UOB Group’s Senior Economist Julia Goh and Economist Loke Siew Ting review the latest inflation figures in the Philippines.
“Headline inflation accelerated for the third straight month to 5.4% y/y in May (from 4.9% in Apr), exceeding the 5.0% level for the first time since Dec 2018 and marking the highest rate since Nov 2018. The reading matched our estimate and Bloomberg consensus. It was again predominantly driven by higher food and transport costs amid persistent weakness in Peso (PHP).”
“Looking ahead, inflation is poised to stay above 5.0% for the rest of the year and into 1Q23 as the domestic economy continues to reopen, external supply shocks persist, and higher minimum wages further intensify second-round effects on inflation. This will lead to a higher inflation rate of 5.0% for the entire year of 2022 (compared to our previous forecast of 4.5%, BSP est: 4.6%, 2021: 3.9%) and 4.0% for 2023 (vs our earlier projection of 3.5%, BSP est: 3.9%).”

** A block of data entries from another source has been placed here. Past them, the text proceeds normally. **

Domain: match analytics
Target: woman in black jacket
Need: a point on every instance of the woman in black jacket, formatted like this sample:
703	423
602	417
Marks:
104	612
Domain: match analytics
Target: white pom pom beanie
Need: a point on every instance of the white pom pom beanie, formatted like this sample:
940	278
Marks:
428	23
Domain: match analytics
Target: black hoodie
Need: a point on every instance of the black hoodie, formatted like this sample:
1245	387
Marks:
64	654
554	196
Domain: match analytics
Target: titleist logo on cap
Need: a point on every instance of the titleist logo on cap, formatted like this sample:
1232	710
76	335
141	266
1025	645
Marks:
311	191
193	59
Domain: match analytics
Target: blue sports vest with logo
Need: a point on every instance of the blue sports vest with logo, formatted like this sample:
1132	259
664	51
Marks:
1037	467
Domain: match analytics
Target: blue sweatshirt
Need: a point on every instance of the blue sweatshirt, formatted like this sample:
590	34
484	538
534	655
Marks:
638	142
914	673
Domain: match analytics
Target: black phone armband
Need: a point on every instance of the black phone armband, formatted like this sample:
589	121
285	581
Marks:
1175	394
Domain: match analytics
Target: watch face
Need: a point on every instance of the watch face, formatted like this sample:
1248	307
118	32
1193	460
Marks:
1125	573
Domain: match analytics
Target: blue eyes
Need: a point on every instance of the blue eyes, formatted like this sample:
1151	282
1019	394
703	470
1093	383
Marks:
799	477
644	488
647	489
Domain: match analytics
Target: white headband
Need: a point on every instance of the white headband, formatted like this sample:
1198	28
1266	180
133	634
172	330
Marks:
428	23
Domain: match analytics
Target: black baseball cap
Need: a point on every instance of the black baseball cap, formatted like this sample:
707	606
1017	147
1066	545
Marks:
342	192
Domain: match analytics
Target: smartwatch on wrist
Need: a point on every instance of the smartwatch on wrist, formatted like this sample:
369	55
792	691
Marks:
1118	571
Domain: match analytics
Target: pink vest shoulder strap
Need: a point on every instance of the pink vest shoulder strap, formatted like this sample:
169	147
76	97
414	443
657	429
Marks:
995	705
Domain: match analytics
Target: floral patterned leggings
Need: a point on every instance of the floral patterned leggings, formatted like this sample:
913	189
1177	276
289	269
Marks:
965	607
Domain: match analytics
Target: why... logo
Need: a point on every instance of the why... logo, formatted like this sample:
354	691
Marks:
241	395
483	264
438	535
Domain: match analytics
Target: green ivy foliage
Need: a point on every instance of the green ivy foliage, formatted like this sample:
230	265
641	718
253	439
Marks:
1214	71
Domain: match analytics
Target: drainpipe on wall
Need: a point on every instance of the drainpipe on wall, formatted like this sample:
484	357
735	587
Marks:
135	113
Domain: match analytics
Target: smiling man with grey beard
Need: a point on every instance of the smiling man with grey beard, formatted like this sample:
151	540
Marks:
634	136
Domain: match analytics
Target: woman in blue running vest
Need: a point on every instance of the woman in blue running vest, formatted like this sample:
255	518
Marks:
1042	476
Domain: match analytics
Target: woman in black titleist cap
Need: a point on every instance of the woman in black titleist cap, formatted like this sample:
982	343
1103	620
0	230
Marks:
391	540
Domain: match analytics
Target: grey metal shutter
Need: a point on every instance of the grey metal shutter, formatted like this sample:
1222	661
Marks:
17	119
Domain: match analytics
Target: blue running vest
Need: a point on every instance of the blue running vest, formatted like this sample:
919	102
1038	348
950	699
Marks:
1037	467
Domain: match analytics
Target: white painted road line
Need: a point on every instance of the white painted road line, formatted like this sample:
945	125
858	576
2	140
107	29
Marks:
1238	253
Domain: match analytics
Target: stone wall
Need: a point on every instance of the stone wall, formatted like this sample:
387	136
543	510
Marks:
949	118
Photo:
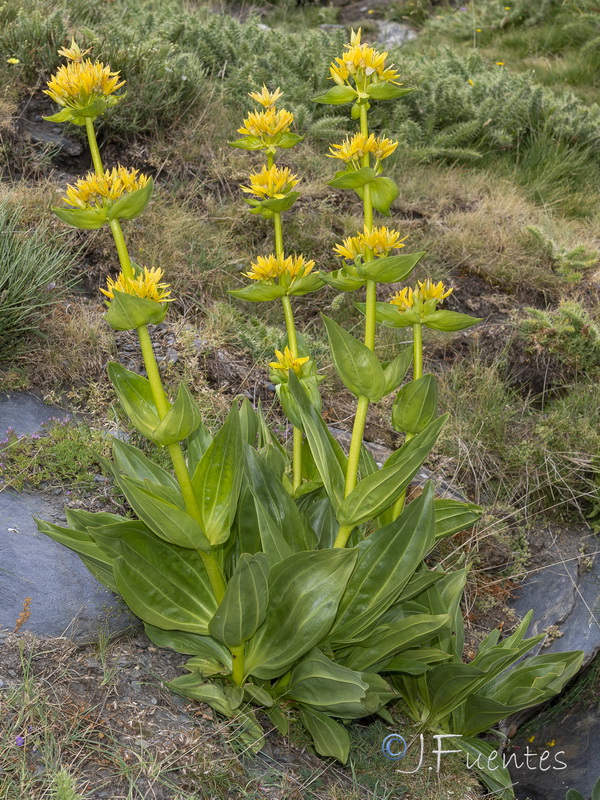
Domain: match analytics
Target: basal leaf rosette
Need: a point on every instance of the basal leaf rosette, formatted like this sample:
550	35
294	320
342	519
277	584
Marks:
267	128
419	306
270	191
275	276
383	268
84	88
360	75
138	300
94	200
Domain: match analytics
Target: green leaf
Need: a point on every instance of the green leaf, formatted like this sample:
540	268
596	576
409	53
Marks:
248	143
326	686
272	539
268	490
165	519
449	321
180	421
386	561
95	559
244	605
383	193
127	312
415	405
336	96
258	292
396	370
340	280
304	593
330	738
189	644
389	315
165	585
87	219
386	91
325	450
193	687
352	179
389	640
130	461
131	205
279	204
135	395
379	491
218	478
391	269
357	366
452	516
309	283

“The latest strong inflation outturn in May and rising inflation expectations would validate a second 25bps hike in the overnight reverse repurchase (RRP) rate by Bangko Sentral ng Pilipinas (BSP) at the upcoming monetary policy meeting on 23 Jun. The continued improvement in domestic economic activities, an expected 50bps hike in the US Fed Funds rate in Jun and Jul, and other central banks’ faster policy normalisation path are also strengthening the case for back-to-back BSP rate increases and moving in near lockstep with US rates. Hence, we revise our BSP rate hike call to 25bps in every remaining meeting of this year (vs +25bps each in 3Q22 and 4Q22 previously), bringing the RRP rate to 3.50% by end of 2022.”